Abstract

SummaryCalcium (Ca) and phosphorus (P) homeostasis were determined in 18 infants (birth weight, 2,810 ± 135 g; gestational age, 37.4 ± 0.5 weeks; mean ± SEM) who received high or low Ca and P content (Ca, P) parenteral nutrition (PN) with a fixed, low dose of vitamin D (25 IU/dl). Nine infants were randomized into low (standard) Ca, P (20 mg Ca and 15.5 mg P/dl) and nine into high Ca, P (60–80 mg Ca and 46.5–62 mg P/dl) PN, and then were studied for up to 6 weeks. The high Ca, P group had stable serum 1,25 dihydroxyvitamin D [1,25(OH)2D], which consistently remained within the normal range (<116 pg/ml).

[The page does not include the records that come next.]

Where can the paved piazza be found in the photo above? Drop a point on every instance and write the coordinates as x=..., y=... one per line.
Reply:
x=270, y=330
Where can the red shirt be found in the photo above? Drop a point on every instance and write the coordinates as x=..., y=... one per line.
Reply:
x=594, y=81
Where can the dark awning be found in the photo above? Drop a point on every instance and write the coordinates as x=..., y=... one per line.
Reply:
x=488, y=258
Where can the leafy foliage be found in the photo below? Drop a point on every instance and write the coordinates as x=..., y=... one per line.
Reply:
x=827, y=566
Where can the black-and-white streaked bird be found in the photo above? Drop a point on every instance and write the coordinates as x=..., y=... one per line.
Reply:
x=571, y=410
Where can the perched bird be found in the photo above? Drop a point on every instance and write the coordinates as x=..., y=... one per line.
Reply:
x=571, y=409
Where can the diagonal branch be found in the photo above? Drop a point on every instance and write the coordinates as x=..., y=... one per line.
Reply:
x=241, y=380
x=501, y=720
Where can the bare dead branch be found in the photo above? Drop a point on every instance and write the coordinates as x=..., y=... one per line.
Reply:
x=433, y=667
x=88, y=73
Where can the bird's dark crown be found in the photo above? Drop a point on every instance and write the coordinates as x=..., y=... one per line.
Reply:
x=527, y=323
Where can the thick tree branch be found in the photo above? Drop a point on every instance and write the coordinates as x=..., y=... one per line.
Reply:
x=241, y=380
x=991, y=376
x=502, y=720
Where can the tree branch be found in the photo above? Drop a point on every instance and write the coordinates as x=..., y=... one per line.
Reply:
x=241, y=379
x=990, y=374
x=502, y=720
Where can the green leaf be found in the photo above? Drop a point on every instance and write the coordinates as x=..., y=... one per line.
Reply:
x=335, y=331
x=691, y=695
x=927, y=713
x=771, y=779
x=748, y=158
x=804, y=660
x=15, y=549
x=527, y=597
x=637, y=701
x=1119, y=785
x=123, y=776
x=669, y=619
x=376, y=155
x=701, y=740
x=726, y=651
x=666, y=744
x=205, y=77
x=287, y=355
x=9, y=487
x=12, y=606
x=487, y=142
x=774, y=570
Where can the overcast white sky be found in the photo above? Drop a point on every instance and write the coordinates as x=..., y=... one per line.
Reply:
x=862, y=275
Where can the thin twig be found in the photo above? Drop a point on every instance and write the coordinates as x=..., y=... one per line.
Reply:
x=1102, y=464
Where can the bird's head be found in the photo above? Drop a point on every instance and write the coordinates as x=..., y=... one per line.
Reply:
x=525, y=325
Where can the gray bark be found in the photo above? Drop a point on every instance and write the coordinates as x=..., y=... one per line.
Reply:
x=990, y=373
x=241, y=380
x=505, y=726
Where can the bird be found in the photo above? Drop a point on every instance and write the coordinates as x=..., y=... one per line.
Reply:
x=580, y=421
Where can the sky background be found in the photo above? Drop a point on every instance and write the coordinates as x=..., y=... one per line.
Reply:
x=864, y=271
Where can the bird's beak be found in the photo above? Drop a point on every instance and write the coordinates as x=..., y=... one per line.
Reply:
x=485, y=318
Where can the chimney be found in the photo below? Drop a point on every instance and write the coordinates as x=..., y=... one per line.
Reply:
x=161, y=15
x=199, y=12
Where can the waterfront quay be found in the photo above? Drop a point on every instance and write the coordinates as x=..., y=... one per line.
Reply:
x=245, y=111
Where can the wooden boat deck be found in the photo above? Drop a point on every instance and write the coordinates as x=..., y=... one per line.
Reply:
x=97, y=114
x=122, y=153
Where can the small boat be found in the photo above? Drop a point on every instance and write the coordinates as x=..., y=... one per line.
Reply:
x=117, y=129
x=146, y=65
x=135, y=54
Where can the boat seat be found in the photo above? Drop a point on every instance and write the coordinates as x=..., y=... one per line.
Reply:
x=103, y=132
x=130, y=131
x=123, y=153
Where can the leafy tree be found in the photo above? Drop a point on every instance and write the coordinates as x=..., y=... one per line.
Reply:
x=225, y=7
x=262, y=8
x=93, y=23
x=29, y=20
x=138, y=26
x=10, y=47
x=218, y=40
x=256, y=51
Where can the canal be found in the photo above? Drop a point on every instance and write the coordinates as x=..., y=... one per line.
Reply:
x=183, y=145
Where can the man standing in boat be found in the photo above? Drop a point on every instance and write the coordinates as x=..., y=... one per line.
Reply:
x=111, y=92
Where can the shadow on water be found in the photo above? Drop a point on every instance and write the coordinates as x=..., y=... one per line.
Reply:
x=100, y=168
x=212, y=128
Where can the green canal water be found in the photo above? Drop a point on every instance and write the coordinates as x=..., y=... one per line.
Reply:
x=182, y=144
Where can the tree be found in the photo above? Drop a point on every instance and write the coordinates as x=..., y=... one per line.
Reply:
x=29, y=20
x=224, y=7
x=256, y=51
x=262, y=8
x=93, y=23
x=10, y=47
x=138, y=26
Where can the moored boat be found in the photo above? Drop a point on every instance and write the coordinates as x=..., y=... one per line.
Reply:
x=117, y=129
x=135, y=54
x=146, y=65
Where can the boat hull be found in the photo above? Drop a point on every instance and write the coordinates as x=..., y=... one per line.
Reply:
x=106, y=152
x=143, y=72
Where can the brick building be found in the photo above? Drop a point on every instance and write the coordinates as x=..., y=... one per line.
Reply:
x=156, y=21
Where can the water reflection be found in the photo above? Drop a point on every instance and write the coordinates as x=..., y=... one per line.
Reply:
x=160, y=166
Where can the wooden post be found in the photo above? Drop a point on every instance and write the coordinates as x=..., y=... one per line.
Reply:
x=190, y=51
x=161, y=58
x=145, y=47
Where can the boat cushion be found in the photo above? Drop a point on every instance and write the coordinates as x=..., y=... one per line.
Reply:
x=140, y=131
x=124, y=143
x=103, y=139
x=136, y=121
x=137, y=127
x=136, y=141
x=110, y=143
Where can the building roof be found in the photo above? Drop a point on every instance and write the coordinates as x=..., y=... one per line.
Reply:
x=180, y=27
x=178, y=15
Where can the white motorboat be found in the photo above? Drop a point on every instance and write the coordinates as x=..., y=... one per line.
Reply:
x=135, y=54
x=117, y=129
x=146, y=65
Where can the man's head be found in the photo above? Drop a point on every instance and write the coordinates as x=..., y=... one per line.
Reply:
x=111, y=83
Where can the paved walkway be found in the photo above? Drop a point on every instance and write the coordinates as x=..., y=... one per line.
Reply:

Tubular reabsorption of phosphorus (TRP) also was stable and remained consistently <90%. The low Ca, P group had elevated and higher 1,25(OH)2D (p = 0.03) than the high Ca, P group. The mean serum 1,25(OH)2D concentration rose from 32 to 112, 115, and 133 pg/ml over a period of 6 weeks. TRP also was higher (p = 0.02) and remained consistently >90%. There were no significant differences between groups in serum parathyroid hormone, calcitonin, Ca, Mg, P, alkaline phosphatase, vitamin D binding protein, and 25 hydroxyvitamin D concentrations; urine Ca/creatinine and Mg/creatinine ratios, and fractional excretion of sodium (Na). Thus, a “high” Ca (60 mg/dl) and P (46.5 mg/dl) content in PN solutions can result in stable serum 1,25(OH)2D and TRP, presumably reflecting minimal stress to Ca and P homeostatic mechanisms without further increase in urinary Ca excretion.